With all the challenges presented by both Brexit and the coronavirus pandemic, the UK Budget announced back in Spring 2021, has received little press attention.
The headlines have focused on measures aimed to help ease the financial loss of lockdowns, such as the furlough scheme, and reduction of VAT rates for the hospitality sector.
As we all have been expecting, Treasury are ultimately faced with an issue of balancing the books, and will need to recoup the grant monies used to prop up the economy.
One of the most significant measures taken was the increase in the main rule of corporation tax from 19% to 25%, effective from 1 April 2023.
NI businesses have been particularly tested over the last couple of years, not only from the coronavirus pandemic but also with the need to adapt to the implementation of the NI Protocol.
Now faced with a corporation tax rate which is double that of their counterparts across the border in the Republic of Ireland, the competition for cost-effective business is going to become more challenging than ever.
Looking at developments around the world, the OECD have agreed and implemented a deal with more than 130 countries to set a global minimum corporation tax rate of 15%. This deal includes the EU and most notably, the Republic of Ireland.
Ireland has long been an attractive area for large multinational companies and foreign direct investment due to the low corporation tax rates of 12.5%.
Whilst the Irish government were initially hesitant to agree to an increase of corporation tax and potentially risk losing their appeal to businesses, they sought assurances to ensure that only businesses with global revenues over €750 million would be subject to the new higher rate of 15%.

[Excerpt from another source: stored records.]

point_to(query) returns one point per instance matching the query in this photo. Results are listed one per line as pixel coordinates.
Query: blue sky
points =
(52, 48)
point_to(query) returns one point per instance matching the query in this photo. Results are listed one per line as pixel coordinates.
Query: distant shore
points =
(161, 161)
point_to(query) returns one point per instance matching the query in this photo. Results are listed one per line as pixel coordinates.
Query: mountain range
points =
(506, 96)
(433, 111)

The European Commission are aiming to deliver a directive this year to implement the OECD rules.
This will leave Northern Ireland in a unique position having to compete with a massive differential in corporation tax rate from across the border.
Corporation tax was pushed on the agenda for years, with legislation put in place back in 2015 to devolve corporation tax to Stormont.

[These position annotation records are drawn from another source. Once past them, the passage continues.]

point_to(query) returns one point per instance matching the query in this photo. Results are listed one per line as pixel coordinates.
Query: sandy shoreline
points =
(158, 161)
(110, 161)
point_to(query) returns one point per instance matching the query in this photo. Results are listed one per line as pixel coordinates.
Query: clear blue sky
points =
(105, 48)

There are many political scuffles as to why this legislation has not implemented a reduction in the local corporation tax rate, particularly surrounding the required reduction of the block grant funding received from Westminster.
With the impending increase to a 25% rate of corporation tax and lows as much as 12.5% in the Republic of Ireland, the need to revisit the special Northern Ireland corporation tax rate has been considered by The Independent Fiscal Commission NI in their Interim 2021 report.
As businesses recover and seek to consolidate post-pandemic, higher corporation tax rates will not be met with a warm welcome.
Any tax paid is a sunk cost which impacts the shareholder value and accordingly businesses should review cash flow projections, corporation tax forecasts and consider all the available mitigations such as the efficient use of unutilised losses (perhaps arising during the pandemic), tax effective investment to maximise capital allowances, and much more.